During the operation of our meta-searchengines we have learnt that the design of user-interfaces is a continuous process which never ends. Both sides (the user and the maintainer) learn over time. A year ago, about 75% of our users queried with a single searchword. This is often not suitable, because a single word can not sufficiently describe the problem in many cases. Now just 50% ask with a single word, the other half uses two and more words to describe their search.

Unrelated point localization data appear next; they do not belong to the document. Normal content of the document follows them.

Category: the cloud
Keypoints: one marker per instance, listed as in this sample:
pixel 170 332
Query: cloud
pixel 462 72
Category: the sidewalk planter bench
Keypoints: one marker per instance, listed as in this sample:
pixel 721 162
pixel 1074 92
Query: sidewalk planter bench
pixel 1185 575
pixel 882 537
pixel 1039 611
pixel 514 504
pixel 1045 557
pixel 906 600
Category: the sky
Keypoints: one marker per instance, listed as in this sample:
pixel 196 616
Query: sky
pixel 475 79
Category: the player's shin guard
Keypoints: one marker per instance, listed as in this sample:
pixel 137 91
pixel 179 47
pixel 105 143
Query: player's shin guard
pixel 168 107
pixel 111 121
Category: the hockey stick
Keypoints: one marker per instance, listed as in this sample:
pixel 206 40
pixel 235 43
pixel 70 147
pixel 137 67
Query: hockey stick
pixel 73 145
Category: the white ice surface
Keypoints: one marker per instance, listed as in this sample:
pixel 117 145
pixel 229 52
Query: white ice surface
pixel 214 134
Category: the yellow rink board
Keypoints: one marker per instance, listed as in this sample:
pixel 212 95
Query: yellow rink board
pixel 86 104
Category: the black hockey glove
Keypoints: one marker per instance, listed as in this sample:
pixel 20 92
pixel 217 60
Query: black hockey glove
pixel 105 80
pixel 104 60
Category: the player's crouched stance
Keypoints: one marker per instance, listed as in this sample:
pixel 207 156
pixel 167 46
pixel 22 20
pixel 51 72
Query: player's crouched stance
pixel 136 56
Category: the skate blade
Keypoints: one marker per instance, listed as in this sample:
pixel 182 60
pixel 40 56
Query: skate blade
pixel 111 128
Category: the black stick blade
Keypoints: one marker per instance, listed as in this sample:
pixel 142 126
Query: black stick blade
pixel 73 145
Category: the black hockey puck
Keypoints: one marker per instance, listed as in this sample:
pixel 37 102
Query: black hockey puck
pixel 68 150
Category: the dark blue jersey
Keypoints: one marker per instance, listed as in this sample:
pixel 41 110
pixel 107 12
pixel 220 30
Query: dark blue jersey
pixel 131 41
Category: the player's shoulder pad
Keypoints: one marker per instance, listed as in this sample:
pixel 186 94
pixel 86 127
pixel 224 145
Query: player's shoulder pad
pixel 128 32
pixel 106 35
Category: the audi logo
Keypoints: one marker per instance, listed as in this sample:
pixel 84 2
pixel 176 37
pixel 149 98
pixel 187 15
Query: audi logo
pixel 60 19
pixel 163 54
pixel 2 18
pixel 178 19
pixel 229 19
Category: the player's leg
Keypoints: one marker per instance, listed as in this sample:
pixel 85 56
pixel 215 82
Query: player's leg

Another experience we have made is that about 95% of the users do not change any of the default options. We did not expect this to happen. Therefore, in the beginning, we created numerous options relying upon the user choosing his optimum environment. When we saw the users lack of doing this, we had to change our defaults so that they fit to most of the queries. What the user really wants to know can be recognized most often by an experienced person just by looking at the user's query. A really good user interface should react to the user's question in terms of a natural language. An optimum interface should lead "by itself" (i.e. by a dialog with the user) to the necessary quality of the results. Presently we are in the process of negotiating an offer to incorporate such software.
The quality of the results we deliver yet are gained by two means: the QuickTips described above, which are under our direct control. Secondly we do not rely upon the ranking of the underlying searchengines only, but in addition combine these with our own ranking. Our ranking is based on word counts within title, URL and description of the hits. We mix up these numbers by our ranking algorithms und present the results in the order of ranking numbers within five categories, marked by different colors. Especially the usage of the colors to distinguish the quality (the more red, the "hotter"/better the quality) was accepted well by our users.
This all lead us to the statement: Only the combination of the two factors completeness and quality will result in Internet information really searched for by the user.